Went through the whole medical exam and looks like I have something that be handled by some medicine and a little time.

We will see.

(The clinic staff, 2 people, had been up in the wee hours the night before handling a medical emergency-life flight, which looks like will turn out fine from the little I even know about it, so did not want to alert them I was coming until it was for sure.)

Got the email box pretty much cleaned down – you have all been busy.

I want to be in on that conference call for businesses – hint, hint Ann:-))
Miss J – something told me to get you some extra stories, now glad I did.
Ann S – such an artist and jokester
Miss AK- GLAD you posted the art – made my morning!!
Miss FL- got the holiday box as I was heading out – am reading and explaining to those who help me. So fun.
TT- Got Miss S box with rice, chocolate and art supplies!!! Art supplies went to preschool class this morning and hopes are to get pictures tomorrow doing at least painting. Thrilled, was kids reaction.

Got a whole bunch of other boxes with goodies for so many.
Will work on an update but things were greatly received. Was able to get a good-sized bag out to everyone and also to the two (and a part) families we have added in the last few weeks.
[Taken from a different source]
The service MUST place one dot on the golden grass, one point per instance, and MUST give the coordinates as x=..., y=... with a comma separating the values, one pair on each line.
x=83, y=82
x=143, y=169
Came home via the overland route, lake and marsh trail – interesting and worth a whole story on its own – BUT imagine;

Started off with pea soup fog this morning.
Cleared to bright blue over head but still foggy all around us, but 22 degrees.
Decided to risk the overland lake and river trails versus being fogged in for a second day.
Loaded up two four wheelers with the food bags for UGA people and my stuff.
Got geared up with rain boots up to knees and borrowed warm pants.
Got ready and took off – fog cleared.
Mountains, only 25 miles away all snow covered and BRIGHT blue sky.
Travel across snow and ice covered lakes and melting swamps (browns, dull greens and lots of moss)
Two tundra swans take off right in front of us.
Saw Sand-hill cranes, ducks, geese and seagulls on our way home.
GREAT day despite icy water to the mid calf and a bruised butt going over all the tundra moguls!


I KNOW we are telling you it is NOT safe to be traveling right now on the ice, rivers, and lakes BUT I had ‘kids’ – 4 legged, and chickens at home that needed care.

I went with two men who grew up in the area, had been traveling the last few days back and forth. THEY did agree after they got me home and then back home themselves, WE ARE DONE. We all made it safe BUT the river, in getting on and off, is getting too darn dangerous. Say your blessing and count your good luck, there is plenty of fishing season to risk your neck to be doing it on the ice any longer.